In the midst of a corporate board meeting, the chief executive officer flips a switch, and instantly a screen overhead lights up with the company's profit-and-loss statement, tallied up to the minute. Another flip of the switch, and the screen glows with a graph disclosing just what progress the company has made up to the moment on Contract X.
This Brave New World technology is now a possibility in a score of major U.S. corporations, which are deep in a new phase of computer technology known as management information systems. The goal of these systems: to give a manager instant reports on the latest developments in every phase of his business.

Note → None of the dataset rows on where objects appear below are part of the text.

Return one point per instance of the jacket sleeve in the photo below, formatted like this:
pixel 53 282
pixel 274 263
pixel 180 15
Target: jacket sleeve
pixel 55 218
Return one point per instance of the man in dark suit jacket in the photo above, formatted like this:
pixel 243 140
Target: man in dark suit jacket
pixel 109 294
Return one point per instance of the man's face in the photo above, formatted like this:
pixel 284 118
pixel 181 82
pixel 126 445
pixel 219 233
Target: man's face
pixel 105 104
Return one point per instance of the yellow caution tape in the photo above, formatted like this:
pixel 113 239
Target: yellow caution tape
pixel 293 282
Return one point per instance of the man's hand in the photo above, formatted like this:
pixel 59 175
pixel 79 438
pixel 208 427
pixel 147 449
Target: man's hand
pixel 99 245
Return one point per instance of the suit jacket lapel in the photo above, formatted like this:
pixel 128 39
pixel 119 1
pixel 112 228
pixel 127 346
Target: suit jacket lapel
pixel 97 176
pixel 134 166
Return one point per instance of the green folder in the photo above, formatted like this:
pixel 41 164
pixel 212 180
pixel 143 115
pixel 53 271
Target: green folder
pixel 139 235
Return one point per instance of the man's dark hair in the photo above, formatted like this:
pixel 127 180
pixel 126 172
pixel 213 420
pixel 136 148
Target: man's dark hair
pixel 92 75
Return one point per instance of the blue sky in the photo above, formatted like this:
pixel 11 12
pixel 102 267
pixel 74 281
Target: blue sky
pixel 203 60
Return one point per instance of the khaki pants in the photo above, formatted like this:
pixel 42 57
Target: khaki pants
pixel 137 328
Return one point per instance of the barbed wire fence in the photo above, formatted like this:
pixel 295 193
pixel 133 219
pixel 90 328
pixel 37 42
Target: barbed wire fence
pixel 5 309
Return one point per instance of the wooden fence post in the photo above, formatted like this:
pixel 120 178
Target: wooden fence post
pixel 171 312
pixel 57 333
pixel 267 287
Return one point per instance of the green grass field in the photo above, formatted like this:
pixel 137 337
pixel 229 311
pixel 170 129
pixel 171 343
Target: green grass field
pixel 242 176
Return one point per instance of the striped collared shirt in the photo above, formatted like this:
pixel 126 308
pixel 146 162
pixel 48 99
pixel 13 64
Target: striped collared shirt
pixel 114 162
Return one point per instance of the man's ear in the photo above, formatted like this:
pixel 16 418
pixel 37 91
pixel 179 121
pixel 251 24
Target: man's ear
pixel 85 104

Before computers, the dozens of departments within a major corporation kept independent records, the essentials of which might filter up to top management with agonizing slowness. When computers first came along, all they did was to speed up the flow of information within departments. Sometimes, by generating too many new reports, they actually gummed up the works. Management information systems seek to feed current information from every department of a company into a central computer network which, after correlating progress in all areas, will feed back fresh instructions.
So far, no company has developed a system to do all its basic thinking for it, but this may come. Some new approaches: > General Precision has a new system called LOCS (Librascope Operations Control System), which it claims cuts its costs $1,000,000 a year by tightening up controls throughout the company.
> Sperry Rand, with its new PACC (Product Administration and Contract Control) system, now has nine people handling data-processing assignments that previously occupied 201 employees.
> Standard Oil of New Jersey is in the middle of a four-year installation of its URS (Uniform Reporting System). URS will keep worldwide tabs on all Standard's "dollars, barrels and people." and for management's benefit will separate out the statistics vital to top-level decision making.
> Lockheed Corp. in collaboration with RCA, is building a system called ADA (Automatic Data Acquisition). Under ADA. an employee on the production line tells the central computer when he has finished a given job promptly gets back orders on what to tackle next.